White steps up to challenge

Junior strong safety fills in for starter Joe Stellmacher in a big way

MADISON — Johnny White looked strong in fall practice. So strong, in fact, that the strong safety earned himself a starting job on opening day against Bowling Green.

But his performance in the 56-42 UW victory over the Falcons — a game in which the defense allowed Omar Jacobs to throw for more than 450 yards — bumped him to the bench behind junior Joe Stellmacher.

Three weeks later, with the Badger defense on the rise and White still on the bench, who knew when, or even if, White would see significant playing time again?

That time unexpectedly came midway through the second quarter Saturday when Stellmacher left the game with an injured shoulder.

Stellmacher was originally injured on the first drive of the game for Michigan. He left for a number or plays, but returned on the final play of that same drive, making the key hit that kept the Wolverines out of the end zone on fourth-and-goal from the one yard line.

The Berlin, Wis., native continued to play until he re-aggravated the injury halfway through the second quarter.

The injury could have been costly to the Badger defense, but White was not going to let his team down.

"I wasn't really thinking about redeeming myself," White said. "I just didn't want to bring my team down."

Truth was, he had been pretty down on his spirits as of late. He played sparingly against Temple two weeks ago, but did not get in the game against North Carolina last Saturday. But a talk with defensive coordinator Bret Bielema early in the week sparked a renewed energy.

"On Tuesday I came in and he was sitting on the bench and he was kind of down," Bielema said. "We talked about 15 minutes, just about what it's all about."

The chat charged White up and he had two of his best practices all season on Wednesday and Thursday.

"He practiced unbelievable Wednesday and Thursday," Bielema said. "I made a point of it to our defense on Friday and today after the game I made it a point because here's a guy who had every reason to throw in the towel.

"[When Stellmacher went down] Johnny was just walking to me, I just grabbed him and said ‘This is what you practiced for.' I just couldn't be prouder or happier for a kid."

White's play was solid to end the half and through the third quarter, but he really drew attention early in the fourth quarter.

The Pearland, Texas, native snagged the momentum early on in the fourth quarter. Michigan running back Max Martin took a handoff and ran through a hole for 11 yards before he was hit by White and lost the ball.

Mark Zalewski recovered the fumble for the Badgers and two plays later Wisconsin had its first lead of the game.

"[White's] just playing at another level right now and it's so mental," Bielema said. "It's how you prepare and go about your day-to-day business that gets you where you are right now."

On the very next Michigan drive, White was at it again, this time leaping up to intercept a Chad Henne pass.

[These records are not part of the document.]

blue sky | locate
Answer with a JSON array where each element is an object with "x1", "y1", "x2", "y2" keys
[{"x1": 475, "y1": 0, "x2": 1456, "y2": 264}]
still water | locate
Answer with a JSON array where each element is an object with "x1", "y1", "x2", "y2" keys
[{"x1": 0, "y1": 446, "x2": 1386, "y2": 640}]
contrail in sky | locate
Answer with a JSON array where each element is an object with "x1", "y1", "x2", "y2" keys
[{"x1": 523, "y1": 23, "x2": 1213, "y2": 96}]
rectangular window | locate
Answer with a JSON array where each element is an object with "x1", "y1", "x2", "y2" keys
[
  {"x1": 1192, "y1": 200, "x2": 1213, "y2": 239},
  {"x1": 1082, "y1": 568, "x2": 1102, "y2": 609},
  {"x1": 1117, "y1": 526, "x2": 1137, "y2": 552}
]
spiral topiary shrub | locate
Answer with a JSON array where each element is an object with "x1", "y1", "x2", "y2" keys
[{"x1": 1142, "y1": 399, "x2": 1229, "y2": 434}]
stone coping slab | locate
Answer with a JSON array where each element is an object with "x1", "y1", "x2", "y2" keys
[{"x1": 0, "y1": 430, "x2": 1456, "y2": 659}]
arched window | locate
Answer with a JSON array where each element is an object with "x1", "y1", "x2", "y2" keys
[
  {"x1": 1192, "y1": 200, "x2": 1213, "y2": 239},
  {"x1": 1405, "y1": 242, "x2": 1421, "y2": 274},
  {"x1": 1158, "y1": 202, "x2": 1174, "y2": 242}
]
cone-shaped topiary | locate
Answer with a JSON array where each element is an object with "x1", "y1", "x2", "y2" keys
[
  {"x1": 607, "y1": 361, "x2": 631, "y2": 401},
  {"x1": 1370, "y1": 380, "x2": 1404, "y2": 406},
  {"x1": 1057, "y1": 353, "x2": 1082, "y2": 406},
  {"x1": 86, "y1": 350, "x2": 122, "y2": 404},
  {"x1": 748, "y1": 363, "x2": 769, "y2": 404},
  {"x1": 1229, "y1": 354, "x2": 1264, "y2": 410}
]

"[Coach Bielema] just sat me down and told me to keep my head up," White said. "He told me you never know when your opportunity is going to arise. I guess my opportunity was today."

For the game, White finished with eight tackles, including a team-high four solo tackles, to go along with the interception and forced fumble.

"I noticed Johnny playing during the game," head coach Barry Alvarez said. "He made big plays. He played with confidence. Johnny had a great week of practice. I felt very confident with Johnny in there. I'm really happy for him. He needed a game like that."

Those are significant words from a head coach who will rarely admit to noticing a player's performance without first looking at tape of the game.

It was unclear after the game just how much playing time White may have won back with Saturday night's performance. Bielema said he expected Stellmacher to be ready for next weekend's contest with Indiana.

Fans may remember tailback Brian Calhoun's performance, or quarterback John Stocco's game-winning touchdown run more than White's key effort on defense, but the safety will never forget the night he proved, not only to his doubters but also to himself, that he's still capable of playing at a Division I level.